You similarly may hear them lamenting that nobody builds “starter homes” for their kids like they did in previous generations—while overlooking that the exact same starter homes now cost millions of dollars simply because (invisibly) land value has skyrocketed and unnecessarily large lots of land are often legally required by local governments in their (also invisible) zoning codes. Take this bungalow now selling for over $2.6 million in California.
It’s understandable why elected officials seek the counsel of locals in places with housing issues. But if you want to know why the price of housing is so high, you have to talk to people present at the place and time the price is being set - that is, involved in the transactions - rather than simply people who have homes in the area.
Behind the scenes, you see the same key dynamic: people who list properties getting tons of offers and prices increasing. Let’s revisit the viral vacant apartment in Brooklyn. Newsweek notes “bidding wars accounted for over 23 percent of lease signings in Brooklyn and about 16 percent of new lease signings in Queens…Fortune adds that bidding wars accounted for roughly one in five Manhattan lease signings in April, and, on average, landlords are "walking away with rents roughly 11 percent above the asking price."
Conclusion
Confusion over housing systems is normal for anyone—young, old, homeowner, renter, etc.
My hope is that understanding why the issue is hard to understand is the first step to explaining it better and broadening support for reform. Rather than cite abstract economic concepts to explain the shortage, try centering images that show them. After all, this isn’t an abstract problem of economics—it’s a problem of physically trying to fit a large number of people who want housing into a small number of available apartments.

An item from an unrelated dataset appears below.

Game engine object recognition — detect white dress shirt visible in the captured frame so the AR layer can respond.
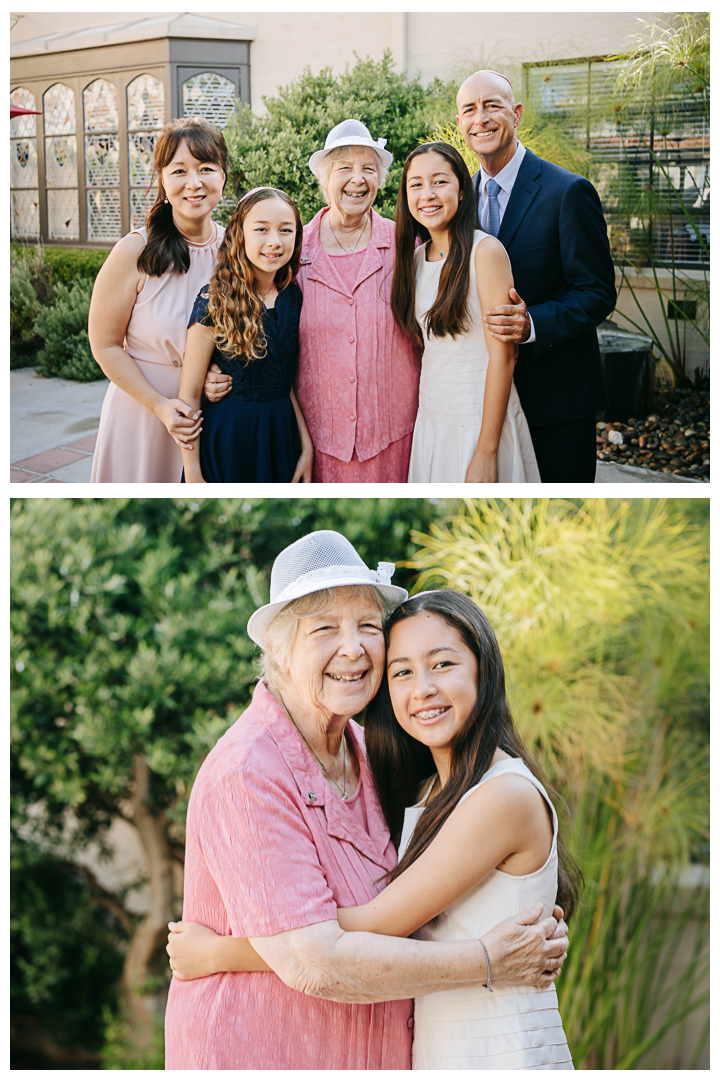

When people can visualize that they are much more likely to support the clear solution—just build more apartments.
As a former real estate agent, this is a very well done piece, congratulations.
I've used the analogy before of the game of musical chairs. If you add one more chair, it's not the fastest kid who benefits the most, he would have gotten a seat regardless. It's the slowest kid that now gets a seat who wouldn't have without the extra chair, even if it's not the specific new chair you added.